Hugging Face Tokenizers Library

The tokenizers library from Hugging Face is a fast, flexible, and production-grade tool for building custom tokenization pipelines. It’s written in Rust and exposed to Python for speed and usability.

What is Tokenization?

Tokenization is the process of converting text into tokens. These tokens can be: - Words: ["I", "love", "NLP"] - Subwords: ["I", "lov", "e", "NL", "P"] - Characters: ["I", "l", "o", "v", "e"]
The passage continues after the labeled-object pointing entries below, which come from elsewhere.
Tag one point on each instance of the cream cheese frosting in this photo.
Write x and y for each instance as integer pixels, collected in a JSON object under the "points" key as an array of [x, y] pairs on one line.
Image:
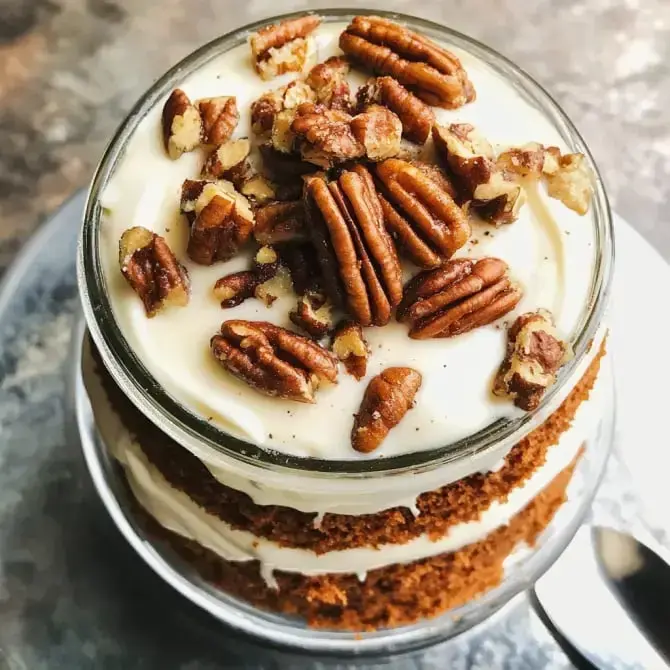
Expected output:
{"points": [[175, 511], [455, 399]]}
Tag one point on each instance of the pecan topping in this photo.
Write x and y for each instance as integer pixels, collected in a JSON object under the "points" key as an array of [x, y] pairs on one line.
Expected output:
{"points": [[387, 399], [313, 314], [534, 355], [219, 118], [223, 220], [420, 213], [359, 262], [152, 270], [279, 222], [329, 82], [416, 117], [282, 47], [229, 161], [350, 347], [571, 182], [434, 74], [326, 135], [264, 110], [470, 158], [378, 130], [273, 360], [182, 125], [459, 296]]}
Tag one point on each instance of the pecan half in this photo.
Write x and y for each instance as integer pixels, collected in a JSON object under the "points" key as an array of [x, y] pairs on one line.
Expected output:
{"points": [[223, 220], [152, 270], [313, 314], [416, 117], [273, 360], [350, 346], [329, 82], [379, 130], [326, 136], [182, 125], [282, 47], [534, 355], [434, 74], [265, 109], [420, 214], [470, 158], [388, 397], [360, 267], [571, 183], [459, 296], [219, 118], [228, 161], [280, 222]]}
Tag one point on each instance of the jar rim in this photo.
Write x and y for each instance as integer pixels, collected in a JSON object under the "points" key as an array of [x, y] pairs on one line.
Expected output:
{"points": [[195, 432]]}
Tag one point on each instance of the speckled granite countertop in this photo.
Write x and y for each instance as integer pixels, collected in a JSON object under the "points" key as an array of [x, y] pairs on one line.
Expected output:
{"points": [[70, 69]]}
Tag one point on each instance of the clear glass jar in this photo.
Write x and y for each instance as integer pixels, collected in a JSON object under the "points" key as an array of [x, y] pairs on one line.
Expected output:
{"points": [[342, 477]]}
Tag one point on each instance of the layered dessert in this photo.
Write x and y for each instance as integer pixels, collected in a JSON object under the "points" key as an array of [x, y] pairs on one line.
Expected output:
{"points": [[346, 243]]}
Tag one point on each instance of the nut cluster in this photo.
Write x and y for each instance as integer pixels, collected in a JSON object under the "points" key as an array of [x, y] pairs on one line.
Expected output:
{"points": [[341, 193]]}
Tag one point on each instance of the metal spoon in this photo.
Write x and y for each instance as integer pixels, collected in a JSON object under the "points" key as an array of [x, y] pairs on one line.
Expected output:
{"points": [[607, 600]]}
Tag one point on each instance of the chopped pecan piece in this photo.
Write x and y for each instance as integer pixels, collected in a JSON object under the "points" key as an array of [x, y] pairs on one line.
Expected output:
{"points": [[273, 360], [434, 74], [325, 135], [350, 346], [534, 355], [282, 47], [279, 222], [264, 110], [152, 270], [223, 220], [359, 263], [388, 397], [379, 130], [329, 82], [416, 117], [421, 215], [229, 161], [182, 125], [571, 183], [459, 296], [470, 158], [219, 118], [313, 314]]}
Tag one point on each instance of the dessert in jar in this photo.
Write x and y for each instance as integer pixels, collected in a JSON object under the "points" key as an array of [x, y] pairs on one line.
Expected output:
{"points": [[348, 254]]}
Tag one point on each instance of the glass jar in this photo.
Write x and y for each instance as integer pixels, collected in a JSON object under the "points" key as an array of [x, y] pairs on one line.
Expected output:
{"points": [[341, 478]]}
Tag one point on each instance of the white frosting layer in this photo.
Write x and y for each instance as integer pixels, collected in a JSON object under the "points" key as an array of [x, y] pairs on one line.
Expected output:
{"points": [[177, 512], [455, 398]]}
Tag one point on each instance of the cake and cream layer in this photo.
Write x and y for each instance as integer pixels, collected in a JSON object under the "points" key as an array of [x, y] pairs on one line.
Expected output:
{"points": [[455, 399], [177, 512]]}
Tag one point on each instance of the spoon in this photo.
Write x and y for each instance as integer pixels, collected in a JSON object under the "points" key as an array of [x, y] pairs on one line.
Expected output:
{"points": [[606, 601]]}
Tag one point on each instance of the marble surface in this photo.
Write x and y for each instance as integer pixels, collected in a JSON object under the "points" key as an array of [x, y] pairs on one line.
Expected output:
{"points": [[70, 69]]}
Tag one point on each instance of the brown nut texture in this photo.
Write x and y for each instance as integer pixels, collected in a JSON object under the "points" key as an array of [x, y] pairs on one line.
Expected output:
{"points": [[152, 270], [219, 118], [272, 360], [459, 296], [361, 270], [282, 47], [424, 219], [534, 355], [313, 313], [434, 74], [182, 125], [351, 348], [416, 117], [388, 397]]}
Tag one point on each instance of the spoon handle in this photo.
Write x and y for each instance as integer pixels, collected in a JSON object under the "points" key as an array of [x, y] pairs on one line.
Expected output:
{"points": [[575, 656]]}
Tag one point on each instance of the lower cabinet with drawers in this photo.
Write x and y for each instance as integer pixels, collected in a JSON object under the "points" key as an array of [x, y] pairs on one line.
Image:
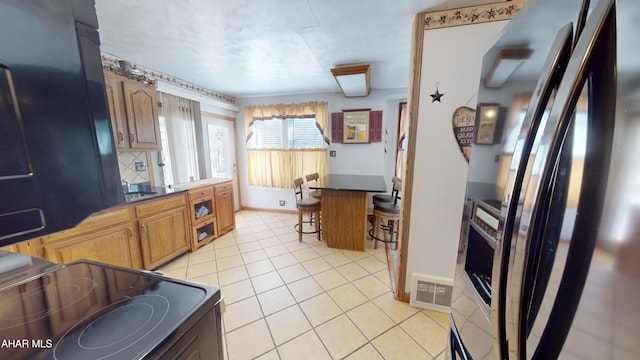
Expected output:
{"points": [[163, 226], [107, 236], [144, 234]]}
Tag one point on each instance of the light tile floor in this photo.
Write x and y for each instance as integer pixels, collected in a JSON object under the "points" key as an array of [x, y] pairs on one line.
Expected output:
{"points": [[302, 300]]}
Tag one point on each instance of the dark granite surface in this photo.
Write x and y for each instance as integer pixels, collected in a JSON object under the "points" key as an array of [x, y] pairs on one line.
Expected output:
{"points": [[368, 183]]}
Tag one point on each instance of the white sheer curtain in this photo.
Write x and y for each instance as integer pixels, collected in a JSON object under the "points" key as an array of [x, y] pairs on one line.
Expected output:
{"points": [[179, 144]]}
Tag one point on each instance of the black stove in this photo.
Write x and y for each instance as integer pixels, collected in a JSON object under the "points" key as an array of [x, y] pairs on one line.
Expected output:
{"points": [[87, 310]]}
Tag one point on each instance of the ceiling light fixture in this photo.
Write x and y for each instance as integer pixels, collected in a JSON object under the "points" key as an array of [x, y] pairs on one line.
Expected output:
{"points": [[352, 79], [506, 63]]}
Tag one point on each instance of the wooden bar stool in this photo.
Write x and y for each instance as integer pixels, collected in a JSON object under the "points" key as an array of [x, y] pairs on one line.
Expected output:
{"points": [[313, 178], [311, 206], [380, 198], [388, 212]]}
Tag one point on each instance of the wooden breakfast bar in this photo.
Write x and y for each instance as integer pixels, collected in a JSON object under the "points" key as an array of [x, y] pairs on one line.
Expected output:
{"points": [[345, 203]]}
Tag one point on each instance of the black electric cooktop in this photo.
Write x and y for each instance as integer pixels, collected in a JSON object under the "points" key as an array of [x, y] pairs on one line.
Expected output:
{"points": [[87, 310]]}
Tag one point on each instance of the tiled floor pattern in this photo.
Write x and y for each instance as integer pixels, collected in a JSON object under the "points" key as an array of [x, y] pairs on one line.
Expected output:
{"points": [[302, 300]]}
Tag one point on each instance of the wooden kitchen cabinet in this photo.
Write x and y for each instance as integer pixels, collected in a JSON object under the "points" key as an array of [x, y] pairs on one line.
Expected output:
{"points": [[225, 210], [106, 236], [202, 212], [163, 225], [31, 247], [134, 113]]}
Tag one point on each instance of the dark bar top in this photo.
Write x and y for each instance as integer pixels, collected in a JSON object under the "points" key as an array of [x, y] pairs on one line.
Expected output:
{"points": [[368, 183]]}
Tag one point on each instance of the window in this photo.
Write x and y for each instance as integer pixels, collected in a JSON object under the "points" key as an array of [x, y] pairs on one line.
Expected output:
{"points": [[285, 141], [292, 133]]}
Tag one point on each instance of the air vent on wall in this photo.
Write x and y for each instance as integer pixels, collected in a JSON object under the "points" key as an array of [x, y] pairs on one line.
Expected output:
{"points": [[431, 292]]}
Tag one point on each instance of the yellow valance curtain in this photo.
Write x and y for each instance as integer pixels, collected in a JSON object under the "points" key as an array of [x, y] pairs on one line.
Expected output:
{"points": [[278, 168], [318, 109]]}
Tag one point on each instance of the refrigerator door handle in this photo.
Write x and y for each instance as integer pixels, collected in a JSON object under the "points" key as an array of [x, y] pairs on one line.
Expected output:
{"points": [[553, 69], [589, 66]]}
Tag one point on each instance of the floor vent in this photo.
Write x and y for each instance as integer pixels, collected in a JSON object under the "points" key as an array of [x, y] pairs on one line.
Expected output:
{"points": [[431, 292]]}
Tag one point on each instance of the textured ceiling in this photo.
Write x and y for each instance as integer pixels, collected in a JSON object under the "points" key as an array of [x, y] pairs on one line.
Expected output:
{"points": [[247, 48]]}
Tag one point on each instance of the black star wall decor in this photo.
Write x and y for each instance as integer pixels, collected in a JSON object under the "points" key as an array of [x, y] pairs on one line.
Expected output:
{"points": [[437, 95]]}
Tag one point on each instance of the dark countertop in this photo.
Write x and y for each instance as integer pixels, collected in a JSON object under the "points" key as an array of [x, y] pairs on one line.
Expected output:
{"points": [[368, 183], [140, 192], [150, 192]]}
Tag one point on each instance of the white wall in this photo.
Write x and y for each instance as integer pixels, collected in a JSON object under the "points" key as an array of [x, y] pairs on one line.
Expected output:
{"points": [[452, 58], [360, 159]]}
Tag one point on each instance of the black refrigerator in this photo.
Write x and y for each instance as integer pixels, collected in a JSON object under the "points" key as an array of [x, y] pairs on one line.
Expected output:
{"points": [[549, 259]]}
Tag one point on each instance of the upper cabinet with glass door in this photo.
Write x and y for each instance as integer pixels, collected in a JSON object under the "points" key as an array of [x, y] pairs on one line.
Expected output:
{"points": [[134, 113]]}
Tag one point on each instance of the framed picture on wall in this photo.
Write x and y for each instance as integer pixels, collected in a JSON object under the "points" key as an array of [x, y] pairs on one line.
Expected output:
{"points": [[487, 123], [356, 127]]}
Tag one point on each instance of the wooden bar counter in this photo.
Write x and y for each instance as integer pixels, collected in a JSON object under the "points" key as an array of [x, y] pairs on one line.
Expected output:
{"points": [[344, 208]]}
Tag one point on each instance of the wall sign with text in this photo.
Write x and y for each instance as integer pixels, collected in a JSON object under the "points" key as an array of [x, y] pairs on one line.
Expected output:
{"points": [[463, 123]]}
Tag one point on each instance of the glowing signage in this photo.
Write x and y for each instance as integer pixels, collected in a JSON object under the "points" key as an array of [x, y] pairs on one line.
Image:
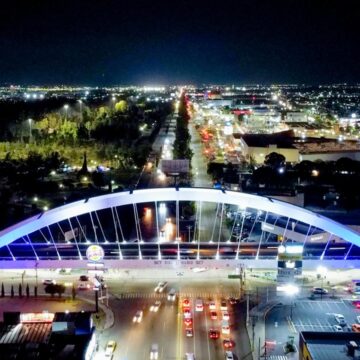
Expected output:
{"points": [[29, 318], [95, 253]]}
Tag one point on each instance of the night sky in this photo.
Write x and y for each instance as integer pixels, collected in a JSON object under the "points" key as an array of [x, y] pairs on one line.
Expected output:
{"points": [[104, 42]]}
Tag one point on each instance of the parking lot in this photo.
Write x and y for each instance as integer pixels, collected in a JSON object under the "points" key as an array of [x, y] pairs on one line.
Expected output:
{"points": [[292, 317]]}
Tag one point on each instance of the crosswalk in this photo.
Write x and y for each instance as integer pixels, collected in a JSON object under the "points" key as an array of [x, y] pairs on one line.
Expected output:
{"points": [[145, 295]]}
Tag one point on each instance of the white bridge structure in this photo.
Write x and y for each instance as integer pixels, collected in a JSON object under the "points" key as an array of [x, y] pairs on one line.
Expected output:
{"points": [[175, 227]]}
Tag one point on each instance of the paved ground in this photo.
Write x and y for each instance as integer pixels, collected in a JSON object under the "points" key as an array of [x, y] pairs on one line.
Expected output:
{"points": [[40, 304]]}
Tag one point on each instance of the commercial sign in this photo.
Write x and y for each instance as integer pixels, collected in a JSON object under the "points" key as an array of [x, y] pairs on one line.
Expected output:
{"points": [[95, 253]]}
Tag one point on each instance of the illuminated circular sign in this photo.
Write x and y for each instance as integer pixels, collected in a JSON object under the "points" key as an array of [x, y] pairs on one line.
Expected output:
{"points": [[95, 253]]}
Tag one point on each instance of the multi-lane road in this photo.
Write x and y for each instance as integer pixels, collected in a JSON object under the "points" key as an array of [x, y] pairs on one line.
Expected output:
{"points": [[167, 327]]}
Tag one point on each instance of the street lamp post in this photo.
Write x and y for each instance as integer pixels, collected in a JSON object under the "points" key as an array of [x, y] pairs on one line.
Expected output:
{"points": [[66, 107], [80, 105], [189, 228], [30, 130]]}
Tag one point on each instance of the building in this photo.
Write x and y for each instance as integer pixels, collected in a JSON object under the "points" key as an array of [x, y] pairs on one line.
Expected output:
{"points": [[329, 345], [296, 117], [258, 146], [327, 149], [68, 336]]}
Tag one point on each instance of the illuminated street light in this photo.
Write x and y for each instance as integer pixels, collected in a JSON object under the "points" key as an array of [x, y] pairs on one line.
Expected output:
{"points": [[291, 290], [30, 129], [80, 105], [66, 107]]}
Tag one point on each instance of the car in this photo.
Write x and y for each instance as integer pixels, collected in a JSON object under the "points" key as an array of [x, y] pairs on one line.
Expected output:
{"points": [[225, 316], [138, 317], [110, 348], [225, 328], [188, 321], [320, 291], [186, 303], [161, 286], [228, 343], [223, 305], [84, 286], [214, 334], [213, 315], [212, 305], [199, 305], [49, 282], [155, 307], [154, 352], [172, 295], [340, 319]]}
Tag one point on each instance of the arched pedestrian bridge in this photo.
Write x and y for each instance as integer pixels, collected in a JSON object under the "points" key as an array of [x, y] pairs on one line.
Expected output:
{"points": [[186, 225]]}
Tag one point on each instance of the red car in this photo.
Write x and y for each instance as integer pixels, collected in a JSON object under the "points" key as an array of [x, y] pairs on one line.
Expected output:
{"points": [[228, 343], [214, 334]]}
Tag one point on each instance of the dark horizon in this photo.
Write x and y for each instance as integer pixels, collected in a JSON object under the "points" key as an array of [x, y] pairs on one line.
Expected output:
{"points": [[137, 42]]}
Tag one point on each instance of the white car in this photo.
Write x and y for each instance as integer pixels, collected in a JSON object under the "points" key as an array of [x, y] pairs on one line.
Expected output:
{"points": [[138, 317], [155, 307], [84, 286], [161, 286], [340, 319], [154, 352], [110, 348], [226, 316], [49, 282], [337, 328], [212, 305]]}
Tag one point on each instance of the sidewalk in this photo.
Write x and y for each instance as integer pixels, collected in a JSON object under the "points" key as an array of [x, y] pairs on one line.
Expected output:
{"points": [[52, 305], [42, 303]]}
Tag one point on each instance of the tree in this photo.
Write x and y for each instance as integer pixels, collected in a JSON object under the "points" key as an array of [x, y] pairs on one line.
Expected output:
{"points": [[274, 160]]}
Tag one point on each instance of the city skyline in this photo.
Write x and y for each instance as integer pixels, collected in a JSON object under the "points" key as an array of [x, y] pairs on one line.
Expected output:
{"points": [[137, 42]]}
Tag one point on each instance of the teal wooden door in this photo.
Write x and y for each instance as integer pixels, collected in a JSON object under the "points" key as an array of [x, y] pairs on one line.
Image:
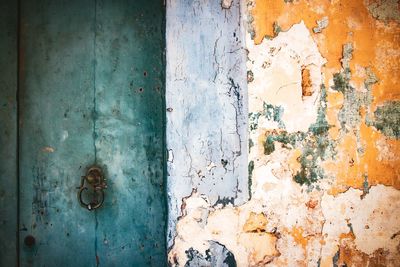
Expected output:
{"points": [[91, 92]]}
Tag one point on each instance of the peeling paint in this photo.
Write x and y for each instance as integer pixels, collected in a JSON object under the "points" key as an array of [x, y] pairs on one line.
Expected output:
{"points": [[323, 142]]}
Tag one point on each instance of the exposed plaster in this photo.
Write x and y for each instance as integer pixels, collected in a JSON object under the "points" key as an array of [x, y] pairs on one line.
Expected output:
{"points": [[287, 58]]}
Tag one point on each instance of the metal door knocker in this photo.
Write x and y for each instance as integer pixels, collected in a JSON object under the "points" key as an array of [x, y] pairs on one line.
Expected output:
{"points": [[93, 183]]}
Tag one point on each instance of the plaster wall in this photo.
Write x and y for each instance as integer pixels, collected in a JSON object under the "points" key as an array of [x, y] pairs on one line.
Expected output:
{"points": [[323, 143]]}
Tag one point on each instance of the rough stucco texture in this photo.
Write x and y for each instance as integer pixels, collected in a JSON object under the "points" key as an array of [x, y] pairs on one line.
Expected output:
{"points": [[324, 114]]}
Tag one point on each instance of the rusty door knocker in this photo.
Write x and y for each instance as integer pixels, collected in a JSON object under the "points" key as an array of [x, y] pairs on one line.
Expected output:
{"points": [[94, 182]]}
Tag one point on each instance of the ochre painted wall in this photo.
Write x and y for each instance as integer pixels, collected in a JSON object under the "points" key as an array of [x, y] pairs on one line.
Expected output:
{"points": [[324, 129]]}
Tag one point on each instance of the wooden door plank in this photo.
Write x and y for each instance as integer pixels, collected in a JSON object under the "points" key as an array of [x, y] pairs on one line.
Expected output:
{"points": [[206, 99], [56, 134], [130, 132], [8, 132]]}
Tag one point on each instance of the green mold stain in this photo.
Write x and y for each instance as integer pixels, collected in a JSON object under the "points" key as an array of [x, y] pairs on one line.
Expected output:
{"points": [[251, 169], [315, 145], [270, 112], [253, 120], [387, 119], [277, 29]]}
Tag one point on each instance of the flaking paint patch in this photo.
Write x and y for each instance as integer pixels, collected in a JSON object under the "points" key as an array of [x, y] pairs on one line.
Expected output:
{"points": [[286, 58]]}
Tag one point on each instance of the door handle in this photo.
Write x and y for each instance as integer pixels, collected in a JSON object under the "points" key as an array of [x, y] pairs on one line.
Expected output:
{"points": [[92, 187]]}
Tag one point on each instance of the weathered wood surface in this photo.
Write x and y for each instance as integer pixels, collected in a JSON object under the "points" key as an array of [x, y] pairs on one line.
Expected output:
{"points": [[8, 132], [206, 103]]}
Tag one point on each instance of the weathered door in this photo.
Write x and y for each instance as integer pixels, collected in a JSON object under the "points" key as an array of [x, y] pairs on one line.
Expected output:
{"points": [[90, 91]]}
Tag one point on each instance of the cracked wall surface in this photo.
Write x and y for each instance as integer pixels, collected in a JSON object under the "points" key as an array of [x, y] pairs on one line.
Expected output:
{"points": [[206, 103], [323, 143]]}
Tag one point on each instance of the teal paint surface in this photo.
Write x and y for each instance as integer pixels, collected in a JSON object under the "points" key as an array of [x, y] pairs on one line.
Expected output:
{"points": [[92, 92], [8, 132]]}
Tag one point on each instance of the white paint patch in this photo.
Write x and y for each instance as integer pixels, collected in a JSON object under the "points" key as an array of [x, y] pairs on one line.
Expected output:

Transformer models usually use subword tokenization like Byte-Pair Encoding (BPE), WordPiece, or Unigram for efficiency and generalization.

Why Use `tokenizers`?

Very fast (Rust-powered)
Modular and customizable
Built-in training support
Compatible with 🤗 Transformers
Tracks offsets and original text spans

Core Components

Component	Description
`Normalizer`	Lowercasing, NFKC, stripping accents
`PreTokenizer`	Splits text into words/subwords
`Model`	Learns the subword vocabulary (BPE, WordPiece, etc.)
`PostProcessor`	Adds `[CLS]`, `[SEP]`, etc.
`Decoder`	Reconstructs original text

Example 1: Load Pretrained Tokenizer

from tokenizers import Tokenizer

tokenizer = Tokenizer.from_pretrained("bert-base-uncased")

output = tokenizer.encode("Hugging Face is creating a tool.")
print("Tokens:", output.tokens)
print("IDs:", output.ids)
print("Offsets:", output.offsets)

Tokens: ['[CLS]', 'hugging', 'face', 'is', 'creating', 'a', 'tool', '.', '[SEP]']
IDs: [101, 17662, 2227, 2003, 4526, 1037, 6994, 1012, 102]
Offsets: [(0, 0), (0, 7), (8, 12), (13, 15), (16, 24), (25, 26), (27, 31), (31, 32), (0, 0)]

Example 2: Build with Normalizer and PreTokenizer

from tokenizers import Tokenizer
from tokenizers.models import WordPiece
from tokenizers.normalizers import Lowercase, NFD, StripAccents, Sequence
from tokenizers.pre_tokenizers import Whitespace

tokenizer = Tokenizer(WordPiece(unk_token="[UNK]"))
tokenizer.normalizer = Sequence([NFD(), Lowercase(), StripAccents()])
tokenizer.pre_tokenizer = Whitespace()

Example 3: Train Your Own Tokenizer

from tokenizers import Tokenizer
from tokenizers.models import BPE
from tokenizers.trainers import BpeTrainer
from tokenizers.pre_tokenizers import Whitespace

tokenizer = Tokenizer(BPE(unk_token="[UNK]"))
trainer = BpeTrainer(vocab_size=1000, special_tokens=["[UNK]", "[CLS]", "[SEP]"])
tokenizer.pre_tokenizer = Whitespace()

tokenizer.train(["data.txt"], trainer)
print(tokenizer.encode("Some unseen text").tokens)




['[UNK]', 'o', 'm', 'e', 'u', 'n', 'se', 'en', 'text']

Example 4: Add Special Tokens

from tokenizers.processors import TemplateProcessing

tokenizer.post_processor = TemplateProcessing(
    single="[CLS] $A [SEP]",
    pair="[CLS] $A [SEP] $B:1 [SEP]:1",
    special_tokens=[("[CLS]", 1), ("[SEP]", 2)]
)

encoded = tokenizer.encode("Hello world")
print(encoded.tokens)  # ['[CLS]', 'hello', 'world', '[SEP]']

['[CLS]', '[UNK]', 'e', 'l', 'l', 'o', 'wor', 'l', 'd', '[SEP]']

Example 5: Integration with Transformers

from transformers import PreTrainedTokenizerFast
tok = PreTrainedTokenizerFast(tokenizer_file="my-tokenizer.json")

Use this with pipeline, Trainer, or model training directly.

Conclusion

The tokenizers library is a powerful tool for building custom tokenization pipelines. It’s fast, flexible, and integrates seamlessly with the Hugging Face ecosystem. Whether you’re working on a small project or a large-scale application, tokenizers can help you efficiently preprocess your text data.